Romantic English Painting and the Industrial Revolution
Europe
The more fiercely the Industrial Revolution revved up, the more Romantic artists longed to escape into the healing wonder of nature. William Turner was a leader in capturing the power and majesty of nature on canvas.
Complete Video Script
[22] Even amid Europe's surging national movements, another revolution was transforming the landscape — the Industrial Revolution. Europe built more in the 19th century than in all previous centuries combined. But all this had a downside: an increasingly machine-like pace of life. Artists — with their free spirits — pushed back. Nature was appreciated as never before: painters were climbing mountains, poets were hugging trees.
[23] Here in the English countryside, artists retreated to take long walks and commune with nature. Romantic painters captured the majesty of soaring clouds…an almost supernatural power, charged from within…and soul-stirring mountains and rainbows that say: Nature is big, we are small.
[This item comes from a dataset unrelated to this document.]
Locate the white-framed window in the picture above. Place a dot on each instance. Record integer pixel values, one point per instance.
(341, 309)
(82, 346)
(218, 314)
[24, J. M. W. Turner, 1775–1851; The Fighting Temeraire, 1838, Turner, National Gallery, London] The English artist William Turner infused his canvases with the Romantic forces of Nature — burning sun, swirling clouds, churning waves, storm-tossed souls. His old sailing ship being towed into the sunset by a steamship was a metaphor for the coming of the modern world. As he aged, Turner's brushwork became frenetic and more intense, capturing the stormy and tumultuous inner passions that defined the Romantic Age.